Why are we wasting resources to *checks notes * save resources?

As we’ve noted before around here the price of doing something is an indication of the resources being used to do that thing. Money is how we deploy the use of resources after all. Labour, land, capital, they’re all resources, they’re things that cost money to buy and or rent.

Which makes idiocy like this very hard to understand:

The Government’s flagship bottle recycling scheme will cost companies ten times the amount that officials previously claimed, industry analysis suggests.

According to calculations by the British Retail Consortium, the planned deposit system for the purchase of drinks bottles and cans will cost retailers at least £1.8 billion a year.

That’s £1.8 billion in resources that are to be used. Sure, others say that it will only be £200 million but the point still stands.

Under DRS, retailers will receive compensation from the Deposit Management Organisation, which collects the returned material and sells it onto reprocessors, for hosting a return point.

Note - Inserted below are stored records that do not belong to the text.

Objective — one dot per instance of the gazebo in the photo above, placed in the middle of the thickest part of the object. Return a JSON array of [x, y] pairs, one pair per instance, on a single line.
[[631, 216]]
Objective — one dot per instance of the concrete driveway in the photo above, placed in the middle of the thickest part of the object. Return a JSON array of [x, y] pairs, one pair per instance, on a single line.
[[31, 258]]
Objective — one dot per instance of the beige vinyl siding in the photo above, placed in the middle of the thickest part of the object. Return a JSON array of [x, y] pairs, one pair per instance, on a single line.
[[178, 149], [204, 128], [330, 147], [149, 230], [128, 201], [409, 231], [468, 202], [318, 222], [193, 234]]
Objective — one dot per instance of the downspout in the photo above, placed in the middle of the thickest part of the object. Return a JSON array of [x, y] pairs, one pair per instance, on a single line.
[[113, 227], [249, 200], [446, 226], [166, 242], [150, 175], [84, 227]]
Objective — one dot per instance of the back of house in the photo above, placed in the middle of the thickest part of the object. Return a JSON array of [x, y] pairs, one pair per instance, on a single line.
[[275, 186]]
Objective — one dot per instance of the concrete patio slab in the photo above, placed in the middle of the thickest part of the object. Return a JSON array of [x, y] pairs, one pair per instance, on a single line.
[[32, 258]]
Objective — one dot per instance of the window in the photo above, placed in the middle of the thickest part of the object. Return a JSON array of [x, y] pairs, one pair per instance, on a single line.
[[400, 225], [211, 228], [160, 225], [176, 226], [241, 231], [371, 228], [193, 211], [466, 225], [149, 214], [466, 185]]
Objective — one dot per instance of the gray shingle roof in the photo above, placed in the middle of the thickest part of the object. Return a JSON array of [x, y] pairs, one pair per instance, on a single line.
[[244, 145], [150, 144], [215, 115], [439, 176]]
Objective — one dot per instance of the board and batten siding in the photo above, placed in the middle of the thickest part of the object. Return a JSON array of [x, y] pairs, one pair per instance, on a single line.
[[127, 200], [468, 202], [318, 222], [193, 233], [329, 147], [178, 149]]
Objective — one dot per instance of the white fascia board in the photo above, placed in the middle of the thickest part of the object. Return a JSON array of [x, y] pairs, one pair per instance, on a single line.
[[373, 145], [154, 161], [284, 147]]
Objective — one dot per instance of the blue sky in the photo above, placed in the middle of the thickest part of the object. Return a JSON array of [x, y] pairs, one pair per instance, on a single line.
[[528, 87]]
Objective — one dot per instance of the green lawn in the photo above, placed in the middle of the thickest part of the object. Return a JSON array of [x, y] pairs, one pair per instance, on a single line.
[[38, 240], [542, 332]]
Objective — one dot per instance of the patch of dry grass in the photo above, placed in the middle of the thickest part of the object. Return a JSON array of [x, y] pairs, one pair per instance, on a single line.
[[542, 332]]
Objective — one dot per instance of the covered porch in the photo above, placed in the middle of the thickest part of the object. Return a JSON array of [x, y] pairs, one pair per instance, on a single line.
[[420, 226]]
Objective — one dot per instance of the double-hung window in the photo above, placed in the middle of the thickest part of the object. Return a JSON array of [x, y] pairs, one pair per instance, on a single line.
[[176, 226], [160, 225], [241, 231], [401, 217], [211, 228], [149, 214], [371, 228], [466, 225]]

The claim being made is that the value of those resources collected and sold will be less than the costs of the collection and sale. At which point, why on Earth are we doing this?

Prices really do work. If something makes a loss then that is subtracting value from our world. This is also known as making us all collectively poorer.

But prices also tell us of the resources being used. A loss is telling us that more resources are being used than saved. The value of those bottles and cans, collected, is less than the cost of the collecting. We are wasting resources in our effort to save resources.

This is, to be mild about it, mad. To be not mild about it this is insane.

All of this before we even start to discuss the amount of consumer time that’s to be spent hauling empties about and stuffing them into machines.

This is a carefully thought out and designed plan to make the people of Britain, the nation as a whole, poorer. Why are we doing this?